Superoxide Production and NAD(P)H Oxidase Activity
Superoxide anion (·O₂^-) in coronary tissues was measured at 3 months after induction of diabetes by superoxide dismutase (SOD)-inhibitable conversion of nitroblue tetrazolium (NBT) to formazan.¹⁹ SOD-inhibitable NBT reduction was calculated as a measure of ·O₂^- production (pmol · min^-1 · mg wet weight^-1). To determine the enzymatic source of ·O₂^- production, vascular tissues were preincubated with different inhibitors of oxidant enzymes for 30 minutes, followed by addition of NBT. The n value represents the number of vascular segments.

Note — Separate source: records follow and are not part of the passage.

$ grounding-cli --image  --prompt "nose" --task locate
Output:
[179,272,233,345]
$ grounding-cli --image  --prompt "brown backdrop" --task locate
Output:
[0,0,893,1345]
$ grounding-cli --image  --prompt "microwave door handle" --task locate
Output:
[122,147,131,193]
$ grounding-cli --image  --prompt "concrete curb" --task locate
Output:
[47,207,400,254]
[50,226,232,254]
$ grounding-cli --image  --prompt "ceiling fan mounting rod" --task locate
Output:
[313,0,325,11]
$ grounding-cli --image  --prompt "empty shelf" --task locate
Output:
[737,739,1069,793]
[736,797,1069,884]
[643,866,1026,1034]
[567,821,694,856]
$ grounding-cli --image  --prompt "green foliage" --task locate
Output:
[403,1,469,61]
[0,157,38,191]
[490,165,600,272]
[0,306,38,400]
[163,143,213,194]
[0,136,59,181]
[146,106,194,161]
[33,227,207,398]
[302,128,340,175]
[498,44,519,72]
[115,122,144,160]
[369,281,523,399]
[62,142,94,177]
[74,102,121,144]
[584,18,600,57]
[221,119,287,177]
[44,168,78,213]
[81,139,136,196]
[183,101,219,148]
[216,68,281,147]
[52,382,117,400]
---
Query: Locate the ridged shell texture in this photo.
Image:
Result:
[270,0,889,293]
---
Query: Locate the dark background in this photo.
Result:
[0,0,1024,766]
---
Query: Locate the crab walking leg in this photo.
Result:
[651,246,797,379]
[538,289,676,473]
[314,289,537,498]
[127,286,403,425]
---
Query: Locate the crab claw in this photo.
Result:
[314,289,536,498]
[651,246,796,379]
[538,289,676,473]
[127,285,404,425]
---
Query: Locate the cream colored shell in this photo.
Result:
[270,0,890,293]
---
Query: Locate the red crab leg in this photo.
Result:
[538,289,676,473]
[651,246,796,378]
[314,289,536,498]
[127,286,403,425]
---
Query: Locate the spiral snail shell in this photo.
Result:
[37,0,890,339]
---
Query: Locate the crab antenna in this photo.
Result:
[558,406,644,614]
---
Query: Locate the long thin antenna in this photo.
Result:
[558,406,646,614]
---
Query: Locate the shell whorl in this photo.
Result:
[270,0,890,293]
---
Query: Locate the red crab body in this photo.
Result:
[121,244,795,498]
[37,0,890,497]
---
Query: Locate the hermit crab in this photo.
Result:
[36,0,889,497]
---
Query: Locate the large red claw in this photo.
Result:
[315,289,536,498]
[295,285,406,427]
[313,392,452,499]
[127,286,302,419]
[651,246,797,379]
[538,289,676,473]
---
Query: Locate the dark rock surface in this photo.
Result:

NAD(P)H oxidase activity in coronary tissues was measured by SOD-inhibitable cytochrome C reduction with NADH or NADPH as substrates.¹⁹ The activity of NAD(P)H oxidase was calculated as SOD-inhibitable cytochrome C reduction and expressed in nanomoles of ·O₂^- per milligram per minute. The n value represents number of vessels.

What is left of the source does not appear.